Петраков посмотрел на
приближавшиеся самолеты, и... повалился на землю, на которой не было
ни бугорка, ни впадинки, прижался к ней. Самолеты на небольшой высоте
пронеслись над ним, стреляя и сбрасывая бомбы. Когда после налета мы,
артиллеристы, поднялись, то увидели на месте «студебеккера»,
под которым находился взвод, огромную воронку. От нее на десятки метров вокруг разлетелся чернозем с кусками
искореженного металла. Я был топографом
и имел возможность осмотреть это место.
Всех солдат разорвало в
клочья. Их изуродованные головы в касках и без них, ноги с ботинками и
обмотками, оторванные руки, куски окровавленного и вывалянного в земле мяса, оружие,
вещмешки, котелки разлетелись вместе с черноземом.
Подошел, стряхивая с себя
землю, и Петраков. Глядя на то, что осталось от товарищей, он бормотал:
– Лейтенант все время
ругал меня... Медлительный, мол, нерасторопный, неумеха… Все
время твердил, что я погибну первым. Он и адрес мой взял, чтоб моей маме отписать, где и при каких
обстоятельствах это случится. А вышло
наоборот. Я живой и невредимый, а быстрые, ловкие, умелые, погибли все до
единого, ни разу не стрельнув в проклятого фрица, даже не увидев его. Вот
судьба-то! Только я никому из ваших домашних, дорогие мои, не напишу. Адресов
вы мне не оставили, да это и к лучшему. Разве можно такое писать? За что же мне
щедрость такая, Господи? Ведь и не верил-то я в тебя почти...
***
С Яшей Богословским
встретился и подружился я в госпитале в городе Выксе.

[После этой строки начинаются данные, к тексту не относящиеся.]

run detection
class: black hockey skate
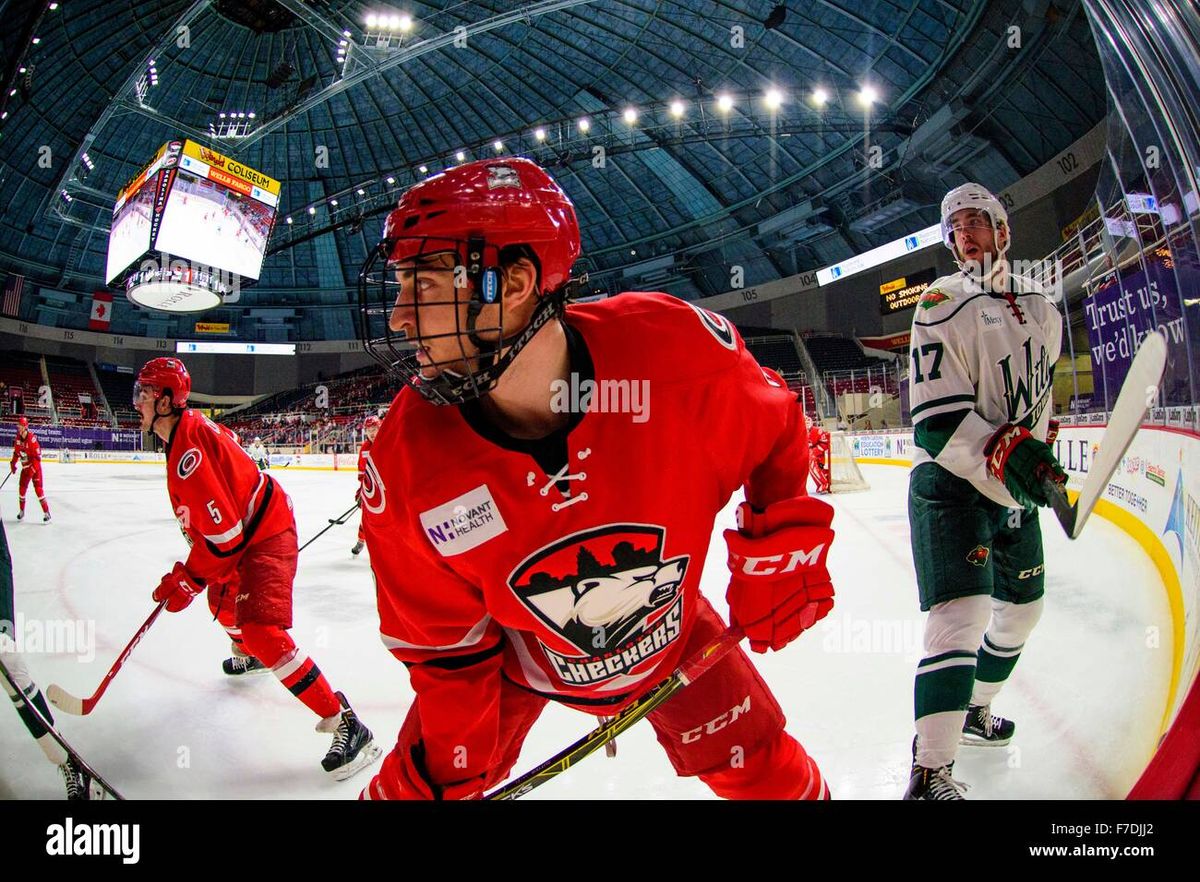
[317,692,382,781]
[904,738,967,800]
[59,755,104,803]
[221,655,271,677]
[959,704,1016,748]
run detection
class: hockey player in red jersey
[809,422,832,493]
[8,416,50,521]
[350,414,379,557]
[133,358,379,780]
[360,158,833,799]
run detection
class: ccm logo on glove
[730,542,826,576]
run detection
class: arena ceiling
[0,0,1105,341]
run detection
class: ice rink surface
[0,462,1171,799]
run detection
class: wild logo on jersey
[996,337,1054,426]
[509,523,689,685]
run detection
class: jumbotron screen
[106,140,280,283]
[155,140,280,280]
[104,140,182,284]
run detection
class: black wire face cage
[358,236,563,404]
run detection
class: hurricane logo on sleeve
[684,300,738,352]
[508,523,690,685]
[175,448,204,480]
[362,451,388,515]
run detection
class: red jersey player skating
[350,414,379,557]
[8,416,50,521]
[809,422,833,493]
[133,358,380,780]
[350,158,833,799]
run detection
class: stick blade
[46,683,85,716]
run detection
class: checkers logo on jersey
[917,288,950,310]
[420,484,509,557]
[509,523,689,685]
[175,448,204,479]
[967,545,991,566]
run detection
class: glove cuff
[737,496,833,539]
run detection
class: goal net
[829,432,871,493]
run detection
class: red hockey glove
[725,496,833,653]
[983,422,1067,508]
[359,742,484,800]
[1046,420,1058,448]
[154,563,204,612]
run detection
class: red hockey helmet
[133,356,192,407]
[359,157,580,404]
[383,157,580,293]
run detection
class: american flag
[0,275,25,318]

Лежали мы в палате тяжелобольных рядом. Головы наши были забинтованы. У Яши и
глаз не было видно. Бинтами была опоясана и его грудная клетка.
Как только мы
просыпались, так начинали рассказывать друг другу о себе, о своей службе, о
доме, о близких. Эти рассказы с короткими перерывами
на еду и медицинские процедуры продолжались до отбоя.
Скоро мы узнали все друг о друге, но с наступлением утра наши рассказы возобновлялись и, казалось, им не будет конца.
Яша был родом из-под
Камышина. Родителей у него не было. Жил он со старшим братом в небольшой
деревне. Он был на три года старше меня. На фронте – с начала войны. Служил в
пехоте. Сражался на границе, оборонял Киев, Донбасс, родной областной центр
Сталинград, с первого до последнего дня воевал на Курской дуге. В последнем бою
при стремительных перебежках в его автомат набился песок и
оружие отказало. Яша укрылся в воронке и быстро начал прочищать его. Тем
временем немцы атаковали, и Яша оказался на территории, захваченной ими.
– Русс, ком! Русс, ком! –
остервенело закричал появившийся у воронки немец.
Яша понял его требование
и вылез из воронки. Немец грубыми пинками, автоматом в
спину оттеснил Яшу к группе пленных в восемь человек, и погнали их в тыл.
В деревне конвоир подвел
пленных к хате, у дверей которой стоял часовой, а поодаль лежало рядышком с
десяток убитых красноармейцев. Из хаты вышел офицер и сказал что-то конвоиру.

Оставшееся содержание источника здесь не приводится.